Jeremy G Stone 1, Sandra L Siedlak 1, Massimo Tabaton 2, Asao Hirano 3, Rudy J Castellani 4, Corrado Santocanale 5, George Perry 6, Mark A Smith 1,*, Xiongwei Zhu 1, Hyoung-gon Lee 1
PMCID: PMC3122485  NIHMSID: NIHMS298287  PMID: 21666500

Abstract

Retinoblastoma protein (pRb) is a ubiquitous 928 amino acid cell cycle regulatory molecule with diverse biological activities. One critical function of pRb is control of the G1-to-S phase checkpoint of the cell cycle. In the hypophosphorylated state, pRb suppresses the activity of E2F transcription factors thereby inhibiting transcription of cell cycle promoting genes. Upon phosphorylation, primarily by cyclin dependent kinases, phosphorylated pRb dissociates from E2F and permits cell cycle progression. We previously found phosphorylated pRb to be intimately associated with hyperphosphorylated tau-containing neurofibrillary tangles of Alzheimer disease (AD), the pathogenesis of which is believed to involve dysregulation of the cell cycle and marked neuronal death.
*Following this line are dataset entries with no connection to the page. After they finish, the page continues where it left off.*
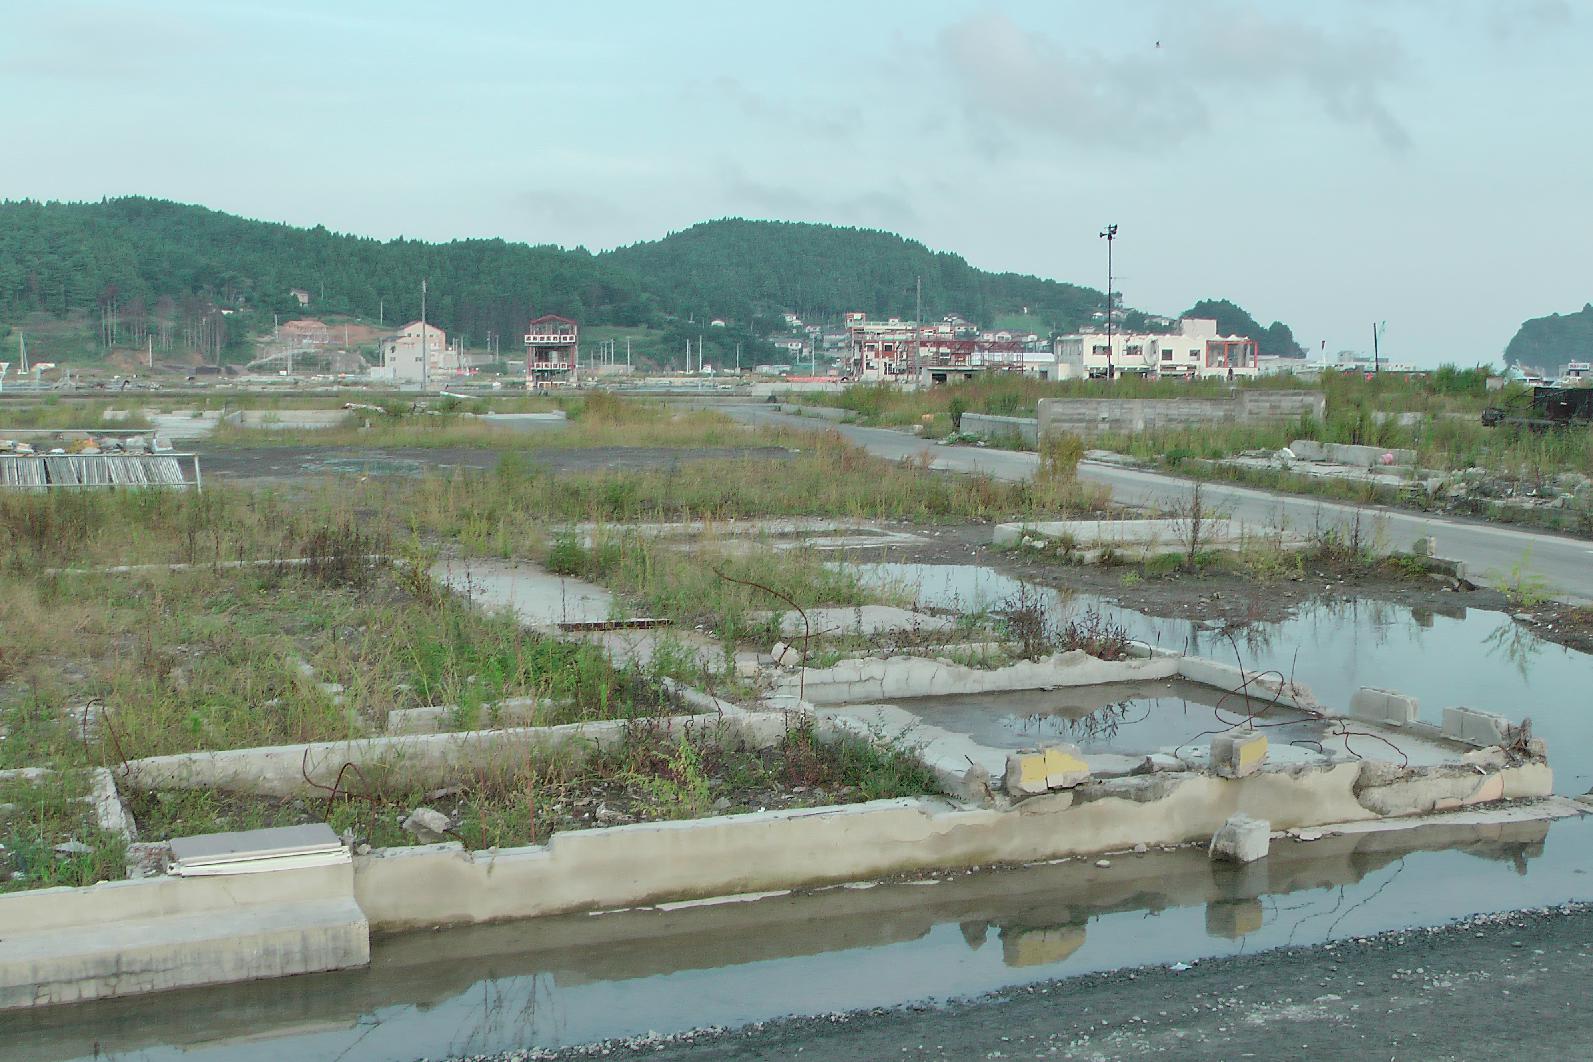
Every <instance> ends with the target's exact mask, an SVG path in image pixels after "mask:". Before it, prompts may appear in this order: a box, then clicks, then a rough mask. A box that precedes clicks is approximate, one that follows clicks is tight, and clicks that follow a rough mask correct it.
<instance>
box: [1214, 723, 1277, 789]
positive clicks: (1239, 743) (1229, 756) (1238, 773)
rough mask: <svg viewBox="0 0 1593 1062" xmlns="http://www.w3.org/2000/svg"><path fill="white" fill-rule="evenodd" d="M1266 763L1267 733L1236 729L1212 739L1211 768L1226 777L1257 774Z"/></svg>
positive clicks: (1214, 737) (1217, 772) (1255, 731)
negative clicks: (1233, 730)
mask: <svg viewBox="0 0 1593 1062" xmlns="http://www.w3.org/2000/svg"><path fill="white" fill-rule="evenodd" d="M1263 763H1266V734H1262V732H1258V731H1246V729H1235V731H1228V732H1227V734H1217V736H1215V737H1212V739H1211V769H1212V771H1215V772H1217V774H1219V775H1222V777H1225V779H1243V777H1244V775H1247V774H1255V772H1257V771H1260V769H1262V764H1263Z"/></svg>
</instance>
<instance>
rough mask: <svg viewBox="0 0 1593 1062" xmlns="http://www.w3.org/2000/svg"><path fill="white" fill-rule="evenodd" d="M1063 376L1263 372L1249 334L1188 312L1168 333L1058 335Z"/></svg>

Here, we used immunohistochemistry to investigate the presence of phosphorylated pRb in other distinct neurodegenerative diseases that share the common characteristic of hyperphosphorylated tau pathology and neuronal loss with AD. We found colocalized labeling of tau pathology and phosphorylated pRb in Pick disease and progressive supranuclear palsy (3 cases each), neurodegeneration with brain iron accumulation type 1 (2 cases) and Parkinson-amyotrophic lateral sclerosis of Guam, subacute sclerosing panencephalitis, frontotemporal dementia and Parkinsonism linked to chromosome 17 and dementia pugilistica (1 case each). These observations further implicate aberrant neuronal cell cycle progression in neurodegenerative diseases, particularly tauopathies, and suggest a novel target for therapeutic intervention.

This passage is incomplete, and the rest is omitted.